教皇と騎士団団長
白い日光が窓を透けて部屋に差し込み、ただ白い空間の中を黄色いカーペットが一直線に敷かれている。他には何もなくただ美しい空間の中の黄色いカーペットの終着地点に、教皇ハタルア・トゥメルカが立っている。顔は薄く白い布に覆われて見えない。教皇ハタルアの御姿に見えるや直ぐにユノア含む聖職者達がひれ伏し、片膝を床について反対側の拳を胸に当てる仕草を取る。アニール達も見様見真似で倣い、同じ仕草を取る。
「いかにも、私はトカレスカ騎士団団長アニール・トカレスカ。メドゥーエク街に蔓延る野盗の掃討作戦について話合いの儀があって参りました」
「アニール団長どの、顔を見せて」
空気の中を透き通るような声が通る。教皇ハタルアの声を聞いただけで、透き通った冷たい水で顔を洗ったような清涼感が身体を透き通る。

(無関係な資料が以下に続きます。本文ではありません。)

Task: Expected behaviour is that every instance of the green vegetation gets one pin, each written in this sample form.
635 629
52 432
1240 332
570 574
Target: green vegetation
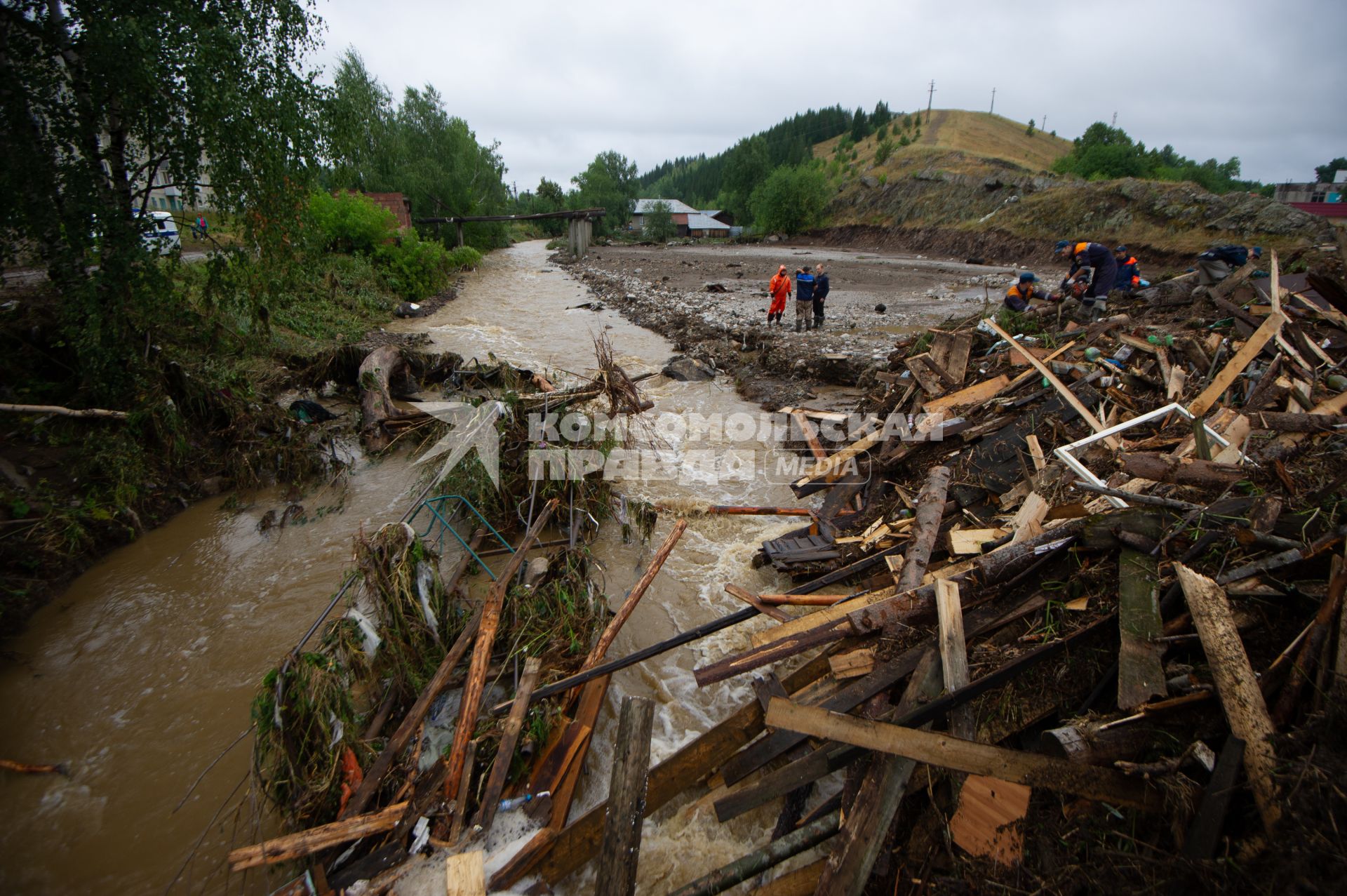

思わずアニールは顔を上げ、教皇ハタルアの顔があるところを見る。ーーーすると、教皇ハタルアもまた薄布をたくし上げて、片目でアニールの顔を覗き込む。
(なんて可憐な顔なんだ)
ハタルアの素顔を垣間見たアニールは、唐突にそんな感想を抱いた。アニールと3つ4つ位は違う年齢で、桃色の髪の年頃の娘が見せるような可愛い笑顔がアニールを覗き込んでいたのだ。
「! なりません、教皇が気容易く顔を見せるなど!」
枢機卿ユノアが叫び、礼の構えを解いて教皇ハタルアのそばに駆け寄る。しかし教皇ハタルアはユノアに布を下ろされるより素早く自ら布を下ろす。

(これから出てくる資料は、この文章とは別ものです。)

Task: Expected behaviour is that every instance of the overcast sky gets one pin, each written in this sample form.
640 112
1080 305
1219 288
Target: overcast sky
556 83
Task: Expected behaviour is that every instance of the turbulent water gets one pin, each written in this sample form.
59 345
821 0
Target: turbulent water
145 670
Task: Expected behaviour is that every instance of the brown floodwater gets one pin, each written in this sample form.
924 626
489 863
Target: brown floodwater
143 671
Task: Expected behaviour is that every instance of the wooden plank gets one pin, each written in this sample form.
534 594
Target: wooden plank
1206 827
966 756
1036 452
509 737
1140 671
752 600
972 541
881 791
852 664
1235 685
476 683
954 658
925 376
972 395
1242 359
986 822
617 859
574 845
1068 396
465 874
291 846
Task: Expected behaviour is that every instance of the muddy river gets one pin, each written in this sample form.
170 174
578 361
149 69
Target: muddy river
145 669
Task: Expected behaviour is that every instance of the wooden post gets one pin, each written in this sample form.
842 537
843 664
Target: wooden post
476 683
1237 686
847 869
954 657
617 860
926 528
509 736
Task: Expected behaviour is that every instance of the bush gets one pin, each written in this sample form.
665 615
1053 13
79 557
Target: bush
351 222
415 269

「アニール殿は今後、友邦として手を取り合うことになる者であろう。ならばこちらもよく顔を覚えておかねばならぬと思ってのう。ユノア、心配はいらぬ」
「は、はあ、分かっておいでならいいのですがくれぐれも振る舞いには気をつけてくださいよ。浮かれちゃ駄目ですよ」
さっきまでのアニール達に対する尊大な態度から一転、ユノアは不出来な子を注意する保護者のような顔を見せる。対するハタルアは、薄い布の奥で悪戯っ子のように笑う。アニールの背後でイヴイレスが思わず吹き出し、笑いで背筋を震わせる。
「……オッホン!」
ユノアの咳込みで場が一旦静まる。ユノアは蛇のような細目が大きく開いてイヴイレスを睨みつけ、教皇ハタルアに圧の強い視線で注意する。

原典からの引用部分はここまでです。